Хозяйка улыбается Викиной дотошности.
– Понимаешь… Эти новые люди, новое общество на Земле, будут производить очень большую энергию, и для нее нужны огромные энергозапасники. А это моря и океаны. Водный покров Земли должен увеличиться, большие участки суши уйдут под воду. Это главная причина происходящих сейчас потрясений и аномалий. Готовятся условия для нового человечества, новой расы.
– Так глобальное потепление вызвано не людьми? Не парниковым эффектом?
– Потепление вызвано дополнительной энергией, поступающей на Землю из космоса, и оно прямо связано с ее трансформацией.
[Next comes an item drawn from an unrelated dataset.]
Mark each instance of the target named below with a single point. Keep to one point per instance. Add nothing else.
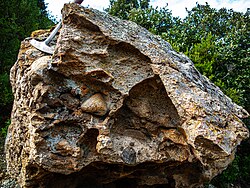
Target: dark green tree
(121, 8)
(217, 41)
– Но если суша уменьшится, где ж люди будут жить?
– Людей тоже станет меньше. Примерно втрое.
Вика задумывается, удивленная и обескураженная такими переменами.
– И они будут не такие, как мы?
– Внешне такие же. Но энергетически – другие.
– А как они тут появятся?
– Частично будут завезены на Землю на космических кораблях и высажены в безлюдных местах. Возможно, и в вашей Сибири, которая к тому времени опустеет. Другие будут рождаться у земных женщин. У таких, как ты, например. Уже сейчас на Земле рождаются необычные дети.
– Так и я тоже… не такая?
– Ты такая, какая нужно. Ты нам подходишь.
– Так я останусь на Земле? Вы не увезете меня на своем корабле?
– Ты и так на корабле. Ваша Земля – космический корабль, а человечество – его команда. Но команда эта вместо того, чтоб двигаться дружно к одной цели, разбилась на группы и отряды, которые бесконечно конфликтуют, враждуют, истребляя себя и разрушая сам корабль. Ты будешь в числе спасателей, которые доставят новую команду. Это важная миссия, на тебя рассчитывают, – взглянула блондинка значительно.
Вика призадумалась.
– Значит, я рожу не своего ребенка?
– Своего. У людей рождаются иногда дети с исключительными способностями, объяснить которые родители не в состоянии. И у твоего будет энергетический потенциал нового человека. Таких детей на Земле будет рождаться все больше.
– А могу я рассказать об этом другим?
– Нет, ты ничего не вспомнишь. Но в душе это останется, интуитивно ты все это будешь чувствовать, и это тебя укрепит. Мы хотим тебя подготовить. Ты разве не хочешь помочь своей Земле?
– О, я хочу!..
– Мы знаем. Ничего не бойся, все будет хорошо.
С этими словами хозяйка встает, на голову оказавшись выше Вики, а Вика начинает быстро уменьшаться, стремительно удаляясь. Модуль, невидимо висевший над палатками стадиона, взмывает мимо трех расположившихся над зоной землетрясения аппаратов, и с огромной высоты крохотное пятнышко разрушенного городка становится неразличимо на теле Земли.